Bashenga fungou quando viu quem tinha vindo encontrá-lo primeiro.

“Eu te pedi para vir atrás de mim? Por favor, não perturbe meu belo silêncio com seu tagarelar incessante.”

“Ah, lá está meu querido irmão. Tão charmoso quanto uma colonoscopia de prisão não planejada. É um milagre alguém tão efervescente como Gaia escolher ficar perto de você.”

Bash sentiu seu humor começar a despencar com a menção da deusa de cabelos verdes ainda esperando por ele em casa.

“Por que você veio, irmão? Seu tempo não seria melhor gasto se agarrando à sua mulher como um cachorro de nariz úmido? Ah, me desculpe, como você a chama mesmo…? Sua querida ‘Mon-Mon’.”

Straga encarou o irmão com um olhar que gritava irritação.

Ele se sentou ao lado de Bashenga e juntos os dois olharam para o cosmos em chamas à frente deles.

“Nossa… Você está realmente de mau humor, hein, cupcake?”

“Não me chame de cupcake, seu inseto.” Bashenga reagiu.

“Monica na verdade me chama de bolo de café. Acho que é porque sou escuro, doce e ótimo pela manhã.”

“Não me importo.”

“Quer dizer, também pode ser porque eu desmorono nos dedos dela, mas isso é apenas parte de estar casado há tanto tempo. Ela sabe exatamente o que dizer para me fazer-”
“Eu. Não. Me. Importo.”

“Tudo bem, tudo bem.”

Os irmãos voltaram ao silêncio por alguns minutos.

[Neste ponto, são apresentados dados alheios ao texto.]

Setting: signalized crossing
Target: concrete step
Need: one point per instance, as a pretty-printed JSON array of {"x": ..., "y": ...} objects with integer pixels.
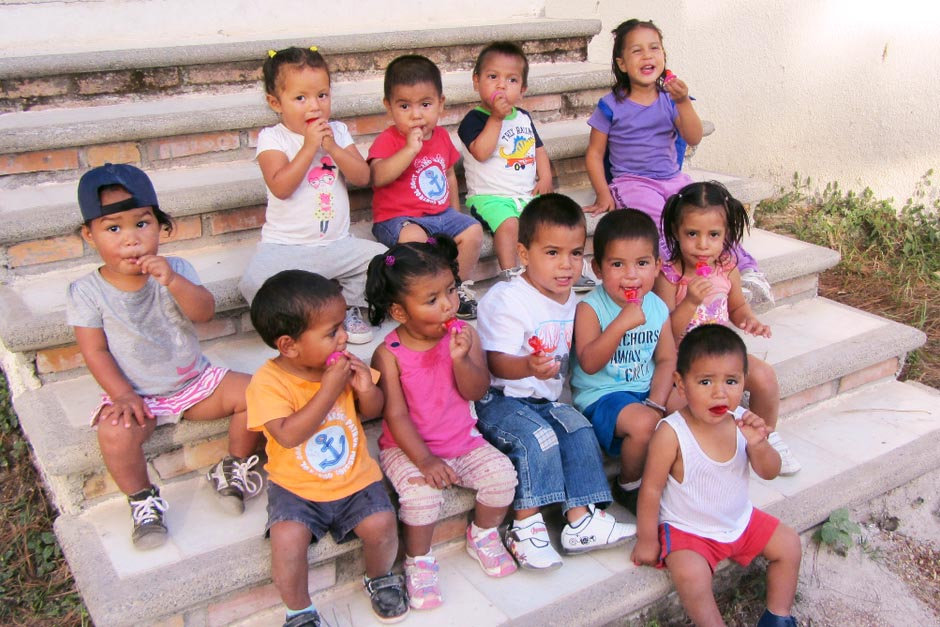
[
  {"x": 853, "y": 447},
  {"x": 104, "y": 76},
  {"x": 195, "y": 128},
  {"x": 33, "y": 305},
  {"x": 819, "y": 349}
]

Passou um tempo antes de Straga tentar falar novamente, então Bash pensou que seria deixado em paz.

Oh, como ele estava enganado…

“Então… Qual o significado de tudo isso?” Straga gesticulou para tudo à frente deles.

“Minha responsabilidade. Algo que todos os outros nesta família parecem ter o luxo de ignorar.” Bashenga respondeu friamente.

“É… parece uma carga de besteira para mim. Isso é muito mais do que simples Armagedon.”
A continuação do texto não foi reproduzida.